NSDateFormatter* dateFormatter = [[NSDateFormatter alloc] init];
[dateFormatter setLocale: [NSLocale autoupdatingCurrentLocale]];
[dateFormatter setTimeStyle:NSDateFormatterShortStyle];  // doesn't respect am/pm setting on iOS device (grrr!)
[dateFormatter setDateStyle:NSDateFormatterMediumStyle];
[dateFormatter setDoesRelativeDateFormatting:YES]; // but does get relative dates

This gives you relative dates, but defaults to the 12/24 setting for the locale, e.g. 12 hours for US and 24 hours for UK. (Why Apple think UK people like 24 hours clocks, I don't know...)

A work around that I've adopted uses two NSDateFormatters, one for the date and one for the time.
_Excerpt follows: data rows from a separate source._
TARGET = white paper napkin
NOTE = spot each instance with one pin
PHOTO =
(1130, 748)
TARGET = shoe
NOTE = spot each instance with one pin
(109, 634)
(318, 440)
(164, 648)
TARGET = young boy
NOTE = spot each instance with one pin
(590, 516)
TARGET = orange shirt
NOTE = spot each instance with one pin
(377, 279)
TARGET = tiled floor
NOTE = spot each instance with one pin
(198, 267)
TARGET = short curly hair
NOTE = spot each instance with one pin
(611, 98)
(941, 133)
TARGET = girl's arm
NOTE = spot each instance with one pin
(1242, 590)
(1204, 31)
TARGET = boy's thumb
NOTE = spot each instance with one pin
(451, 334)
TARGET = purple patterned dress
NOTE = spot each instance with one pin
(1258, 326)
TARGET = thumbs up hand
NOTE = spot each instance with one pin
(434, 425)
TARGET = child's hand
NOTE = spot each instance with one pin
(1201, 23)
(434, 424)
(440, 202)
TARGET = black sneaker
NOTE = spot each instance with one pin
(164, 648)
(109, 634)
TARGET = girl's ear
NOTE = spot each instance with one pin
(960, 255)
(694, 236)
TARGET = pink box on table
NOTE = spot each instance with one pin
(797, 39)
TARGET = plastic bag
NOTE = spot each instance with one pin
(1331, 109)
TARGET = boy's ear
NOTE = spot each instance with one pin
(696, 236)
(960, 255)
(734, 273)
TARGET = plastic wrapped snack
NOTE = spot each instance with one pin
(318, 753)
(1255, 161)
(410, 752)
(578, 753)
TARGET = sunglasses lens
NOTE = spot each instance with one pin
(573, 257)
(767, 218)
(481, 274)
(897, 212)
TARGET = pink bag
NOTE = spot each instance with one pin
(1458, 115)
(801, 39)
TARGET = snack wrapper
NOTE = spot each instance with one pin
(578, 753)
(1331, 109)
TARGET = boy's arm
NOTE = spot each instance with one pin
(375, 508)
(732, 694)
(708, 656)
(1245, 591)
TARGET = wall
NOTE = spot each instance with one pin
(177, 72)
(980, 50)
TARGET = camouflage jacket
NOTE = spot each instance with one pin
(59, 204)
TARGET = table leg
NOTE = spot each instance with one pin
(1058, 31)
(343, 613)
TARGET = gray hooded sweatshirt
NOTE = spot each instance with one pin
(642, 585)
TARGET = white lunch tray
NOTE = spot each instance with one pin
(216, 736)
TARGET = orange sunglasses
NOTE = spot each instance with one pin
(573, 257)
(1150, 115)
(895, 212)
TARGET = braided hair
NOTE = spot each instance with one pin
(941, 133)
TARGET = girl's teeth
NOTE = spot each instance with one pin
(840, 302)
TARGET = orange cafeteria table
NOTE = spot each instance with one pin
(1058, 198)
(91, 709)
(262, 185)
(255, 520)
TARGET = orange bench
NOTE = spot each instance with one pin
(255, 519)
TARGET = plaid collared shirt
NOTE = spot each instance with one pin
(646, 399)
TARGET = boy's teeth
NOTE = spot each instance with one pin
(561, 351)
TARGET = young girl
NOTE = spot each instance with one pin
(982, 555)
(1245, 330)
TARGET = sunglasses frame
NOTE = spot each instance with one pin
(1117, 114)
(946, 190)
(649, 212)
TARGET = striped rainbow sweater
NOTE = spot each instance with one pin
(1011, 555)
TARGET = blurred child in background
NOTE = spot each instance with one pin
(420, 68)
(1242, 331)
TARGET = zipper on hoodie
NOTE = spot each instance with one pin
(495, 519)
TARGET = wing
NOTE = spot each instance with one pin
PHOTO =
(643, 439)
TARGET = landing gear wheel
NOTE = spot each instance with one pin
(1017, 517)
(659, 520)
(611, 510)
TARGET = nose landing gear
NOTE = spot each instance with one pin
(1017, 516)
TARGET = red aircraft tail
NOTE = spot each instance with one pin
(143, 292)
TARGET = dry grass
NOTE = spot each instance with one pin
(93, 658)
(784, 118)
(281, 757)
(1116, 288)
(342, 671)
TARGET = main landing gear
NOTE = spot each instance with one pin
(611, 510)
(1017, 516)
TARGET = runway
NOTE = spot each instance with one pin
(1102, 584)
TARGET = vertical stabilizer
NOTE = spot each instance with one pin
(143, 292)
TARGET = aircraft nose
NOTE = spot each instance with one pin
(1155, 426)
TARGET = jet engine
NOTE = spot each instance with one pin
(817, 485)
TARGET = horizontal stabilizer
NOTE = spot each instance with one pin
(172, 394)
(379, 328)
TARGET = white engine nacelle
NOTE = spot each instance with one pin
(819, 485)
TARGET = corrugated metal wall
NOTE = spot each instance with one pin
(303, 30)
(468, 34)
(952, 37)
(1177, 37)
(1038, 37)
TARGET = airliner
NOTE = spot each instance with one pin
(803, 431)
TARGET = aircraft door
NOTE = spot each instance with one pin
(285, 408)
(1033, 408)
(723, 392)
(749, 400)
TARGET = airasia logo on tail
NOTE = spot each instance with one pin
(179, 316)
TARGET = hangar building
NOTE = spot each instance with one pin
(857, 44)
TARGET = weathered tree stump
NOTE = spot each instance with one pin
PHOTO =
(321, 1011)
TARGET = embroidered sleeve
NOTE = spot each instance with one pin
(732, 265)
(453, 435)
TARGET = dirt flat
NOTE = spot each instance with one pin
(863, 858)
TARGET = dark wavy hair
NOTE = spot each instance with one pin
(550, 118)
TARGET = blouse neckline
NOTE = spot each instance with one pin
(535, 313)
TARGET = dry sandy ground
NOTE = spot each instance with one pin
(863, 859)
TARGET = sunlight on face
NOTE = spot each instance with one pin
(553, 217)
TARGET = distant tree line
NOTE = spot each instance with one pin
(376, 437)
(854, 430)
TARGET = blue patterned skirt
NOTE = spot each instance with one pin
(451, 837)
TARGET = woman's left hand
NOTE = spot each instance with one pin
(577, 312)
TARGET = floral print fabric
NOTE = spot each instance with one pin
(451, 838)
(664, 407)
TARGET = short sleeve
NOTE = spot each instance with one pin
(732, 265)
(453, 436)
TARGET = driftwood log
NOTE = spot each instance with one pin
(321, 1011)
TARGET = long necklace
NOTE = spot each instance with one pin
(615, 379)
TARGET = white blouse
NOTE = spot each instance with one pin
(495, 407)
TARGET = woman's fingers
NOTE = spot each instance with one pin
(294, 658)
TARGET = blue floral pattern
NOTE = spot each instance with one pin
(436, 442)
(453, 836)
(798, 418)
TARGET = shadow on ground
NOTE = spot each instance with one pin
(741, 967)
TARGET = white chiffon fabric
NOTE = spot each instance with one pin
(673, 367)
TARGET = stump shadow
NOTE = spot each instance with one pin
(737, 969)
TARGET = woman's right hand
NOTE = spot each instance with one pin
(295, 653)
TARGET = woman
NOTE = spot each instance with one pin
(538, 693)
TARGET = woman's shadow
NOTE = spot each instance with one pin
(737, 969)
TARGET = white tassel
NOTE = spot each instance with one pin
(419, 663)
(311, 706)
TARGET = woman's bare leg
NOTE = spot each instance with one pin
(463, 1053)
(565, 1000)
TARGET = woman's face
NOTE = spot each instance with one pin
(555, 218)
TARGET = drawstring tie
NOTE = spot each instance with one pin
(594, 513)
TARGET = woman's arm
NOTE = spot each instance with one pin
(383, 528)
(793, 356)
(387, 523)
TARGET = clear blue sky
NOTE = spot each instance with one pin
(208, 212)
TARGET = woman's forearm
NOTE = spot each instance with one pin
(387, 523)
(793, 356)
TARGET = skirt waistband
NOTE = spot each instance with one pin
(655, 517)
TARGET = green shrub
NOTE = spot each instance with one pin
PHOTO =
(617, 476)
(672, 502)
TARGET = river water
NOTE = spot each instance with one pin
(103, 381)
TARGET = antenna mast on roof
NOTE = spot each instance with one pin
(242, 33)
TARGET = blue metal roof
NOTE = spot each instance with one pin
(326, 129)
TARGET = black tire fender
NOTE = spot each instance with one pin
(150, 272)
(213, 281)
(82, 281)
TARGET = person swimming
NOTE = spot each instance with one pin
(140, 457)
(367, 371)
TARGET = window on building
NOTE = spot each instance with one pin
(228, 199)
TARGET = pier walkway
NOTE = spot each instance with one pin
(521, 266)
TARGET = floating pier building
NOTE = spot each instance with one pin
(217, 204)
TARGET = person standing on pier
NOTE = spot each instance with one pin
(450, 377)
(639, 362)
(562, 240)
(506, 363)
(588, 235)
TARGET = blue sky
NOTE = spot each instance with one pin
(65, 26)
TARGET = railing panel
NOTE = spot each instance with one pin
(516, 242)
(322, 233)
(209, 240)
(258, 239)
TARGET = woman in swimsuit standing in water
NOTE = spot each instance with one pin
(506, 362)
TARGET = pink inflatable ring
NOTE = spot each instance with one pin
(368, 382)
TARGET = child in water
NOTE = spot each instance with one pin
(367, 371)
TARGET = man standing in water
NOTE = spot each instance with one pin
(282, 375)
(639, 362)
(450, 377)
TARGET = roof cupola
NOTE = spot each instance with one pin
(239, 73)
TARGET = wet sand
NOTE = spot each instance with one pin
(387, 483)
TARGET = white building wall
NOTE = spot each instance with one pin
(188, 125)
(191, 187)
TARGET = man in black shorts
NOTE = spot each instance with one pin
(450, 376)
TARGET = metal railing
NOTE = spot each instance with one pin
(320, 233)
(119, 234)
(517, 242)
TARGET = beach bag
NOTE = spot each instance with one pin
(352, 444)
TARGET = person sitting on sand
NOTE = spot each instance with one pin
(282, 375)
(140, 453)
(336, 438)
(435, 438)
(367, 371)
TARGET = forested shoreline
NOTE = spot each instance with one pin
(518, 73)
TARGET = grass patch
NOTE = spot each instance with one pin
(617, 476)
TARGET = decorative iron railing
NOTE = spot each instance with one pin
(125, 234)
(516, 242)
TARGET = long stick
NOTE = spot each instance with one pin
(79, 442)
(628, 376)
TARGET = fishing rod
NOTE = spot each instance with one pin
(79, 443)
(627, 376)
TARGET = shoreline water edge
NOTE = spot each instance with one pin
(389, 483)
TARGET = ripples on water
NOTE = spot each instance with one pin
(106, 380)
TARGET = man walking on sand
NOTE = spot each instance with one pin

It appears that when you configure an NSDateFormatter with a dateStyle of NSDateFormatterNoStyle and a timeStyle of NSDateFormatterShortStyle, then it does respects the 12/24 hour setting. (So it's just when you have BOTH date and time styles set that there is trouble.)

I've included my work around below in case anyone else has a similar issue. Is there an easier way to do this? The work around seems somewhat awkward and it is not clear how confident I should be it will continue working in future revisions of iOS.

Work around

- (NSString*) humanRelativeDateAndTimeAlt: (NSDate*) date;
{

NSDateFormatter* relativeDateFormatter = [[NSDateFormatter alloc] init];
[relativeDateFormatter setLocale: [NSLocale autoupdatingCurrentLocale]];
[relativeDateFormatter setTimeStyle:NSDateFormatterNoStyle]; // no time for this formatter
[relativeDateFormatter setDateStyle:NSDateFormatterMediumStyle];
[dateFormatter setDoesRelativeDateFormatting:YES]; // relative dates

NSString* datePart = [[self relativeDateFormatter] stringFromDate:date];

NSDateFormatter* timeDateFormatter = [[NSDateFormatter alloc] init];
[timeDateFormatter setLocale:[NSLocale autoupdatingCurrentLocale]];
[timeDateFormatter setDateStyle: NSDateFormatterNoStyle]; // no date for this formatter
[timeDateFormatter setTimeStyle: NSDateFormatterShortStyle]; // does respect 12/24 hour setting

NSString* timePart = [timeDateFormatter stringFromDate:date];

int skipZero = 0;  // extra code to remove leading zero if present 
if ([[timePart substringToIndex:1] isEqualToString:@"0"]) skipZero = 1;

[relativeDateFormater release];
[timeDateFormatter release];

return [NSString stringWithFormat:@"%@ %@", datePart, [timePart substringFromIndex:skipZero]];
}

Answer

Toseef Khilji picture Toseef Khilji · Nov 8, 2013

The reason for this behaviour is Locale, set the correct Locale, Set the local of your NSDateFormatter to en_US_POSIX will fix this. It works for both 24-hour and 12 hour format.

From Apple doc:

On iPhone OS, the user can override the default AM/PM versus 24-hour time setting (via Settings > General > Date & Time > 24-Hour Time), which causes NSDateFormatter to rewrite the format string you set.

Reference: What is the best way to deal with the NSDateFormatter locale “feature”?